第三章≦流れ星≧四部∞自信
アイツが出てくる!
歩いた。向かっているところはオレにとって地獄と知らず。
町に着いた。
「やっと普通に寝れる。ご馳走にもありつける。」
両手を上げ、情けない声で喜ぶマモリ。しかしオレはそんな気持ちになれなかった。オレの黒いマントの中で震えているジンがいる。ここが脱走してきた町か。
町と言うより王都だった。港は活気づいており、商店の並ぶ通りには絶えず人が歩いている。

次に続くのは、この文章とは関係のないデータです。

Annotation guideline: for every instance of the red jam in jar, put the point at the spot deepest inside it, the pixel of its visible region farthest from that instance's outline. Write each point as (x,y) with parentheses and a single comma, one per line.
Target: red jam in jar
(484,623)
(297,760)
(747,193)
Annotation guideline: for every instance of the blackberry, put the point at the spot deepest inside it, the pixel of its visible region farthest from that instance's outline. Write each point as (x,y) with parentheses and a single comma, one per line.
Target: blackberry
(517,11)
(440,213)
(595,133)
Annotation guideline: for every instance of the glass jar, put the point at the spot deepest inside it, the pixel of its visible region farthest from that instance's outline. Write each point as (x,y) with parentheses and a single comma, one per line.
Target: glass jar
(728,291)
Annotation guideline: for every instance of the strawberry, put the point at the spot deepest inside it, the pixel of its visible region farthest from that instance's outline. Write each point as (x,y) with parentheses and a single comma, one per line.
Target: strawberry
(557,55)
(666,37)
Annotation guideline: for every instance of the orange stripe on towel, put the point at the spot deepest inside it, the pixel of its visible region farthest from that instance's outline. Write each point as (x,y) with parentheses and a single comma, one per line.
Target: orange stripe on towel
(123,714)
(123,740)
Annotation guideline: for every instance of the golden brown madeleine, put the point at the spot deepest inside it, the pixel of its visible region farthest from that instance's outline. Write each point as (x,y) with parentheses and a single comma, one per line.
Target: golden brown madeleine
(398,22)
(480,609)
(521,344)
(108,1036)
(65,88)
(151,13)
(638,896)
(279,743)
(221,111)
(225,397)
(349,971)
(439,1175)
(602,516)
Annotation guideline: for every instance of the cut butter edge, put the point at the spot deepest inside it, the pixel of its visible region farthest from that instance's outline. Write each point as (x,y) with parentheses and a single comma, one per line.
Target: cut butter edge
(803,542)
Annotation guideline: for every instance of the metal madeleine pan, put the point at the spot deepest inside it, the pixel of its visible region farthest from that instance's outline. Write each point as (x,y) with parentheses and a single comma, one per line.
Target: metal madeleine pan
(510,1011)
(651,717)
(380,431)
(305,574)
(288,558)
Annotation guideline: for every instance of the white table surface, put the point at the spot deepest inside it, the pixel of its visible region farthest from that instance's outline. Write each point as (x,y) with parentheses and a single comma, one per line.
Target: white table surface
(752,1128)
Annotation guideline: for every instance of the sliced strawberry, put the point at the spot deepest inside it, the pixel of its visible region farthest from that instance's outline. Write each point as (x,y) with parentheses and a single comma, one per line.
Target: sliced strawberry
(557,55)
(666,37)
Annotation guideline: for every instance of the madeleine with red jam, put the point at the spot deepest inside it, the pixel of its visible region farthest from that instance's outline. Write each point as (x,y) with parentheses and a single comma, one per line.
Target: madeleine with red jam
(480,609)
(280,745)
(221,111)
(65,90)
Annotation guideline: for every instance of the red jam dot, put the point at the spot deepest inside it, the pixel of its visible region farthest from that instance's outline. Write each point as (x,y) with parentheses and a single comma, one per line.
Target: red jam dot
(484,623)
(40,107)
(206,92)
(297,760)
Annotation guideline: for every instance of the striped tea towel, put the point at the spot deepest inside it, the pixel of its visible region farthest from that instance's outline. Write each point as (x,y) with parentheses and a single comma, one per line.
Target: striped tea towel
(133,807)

ここはディラン王国。三大王国の1つ。確かに大きい権力を持った者はフェアリーを奴隷にする。とよくきく。
とりあえず中に…、
「待ちな、キミ。」
後ろから肩を掴まれる。振り返ってそいつの顔を拝める。
振り返って気付いた。マモリは既に捕まり喉元に剣を当てられている。そして、オレの目の前にも。
「さぁ、出てきなよ。ジン。」
震えるマント。
「なんの事だ?」
「しらばっくれるな!アイツがどうなってもいいのか!」
マモリの悲鳴が響く。ち、人質とは卑怯な。
「さぁ早く出てきなよ。」
どうにかならないか。なんとかマモリを解放して、ジンも連れていく方法。
「こっちだって暇じゃ無いんだよ!さっさと出なよ。」
マントが少し開く。一か八かだ!
【落雷】
雷が近くに落ちる。辺りは一瞬閃光によって何も見えなくなった。オレは後ろにいる男を蹴り飛ばす。そしてマモリのところに行き当てられていた剣を蹴りあげそのままそいつも蹴り飛ばす。マモリをお姫様だっこして少し遠くに移動する。
「ち、お前ら!やっちまえ!」
マモリをおろしジンを預ける。
「逃げろ!」
「私も戦う!」
いつのまに頼もしくなったんだ?考えている暇は無さそうだ。見る限りジンの戦闘意欲はないようだ。
「オレのカバンに入れ。」
ジンは頭を勢いよく振りせっせと入った。オレは二本の剣を抜く。しかしマモリは弓を取らない。
「なにしてんだ!」
「無理だよ。相手は人間じゃん。」
やっぱりダメか。守る。絶対に。
こっちの状態なんてお構い無しの敵。緑の甲冑を身にまとったディラン兵。その中にヘルムを取っている金髪ロン毛の男。アイツがここの隊長?なんかムカつく。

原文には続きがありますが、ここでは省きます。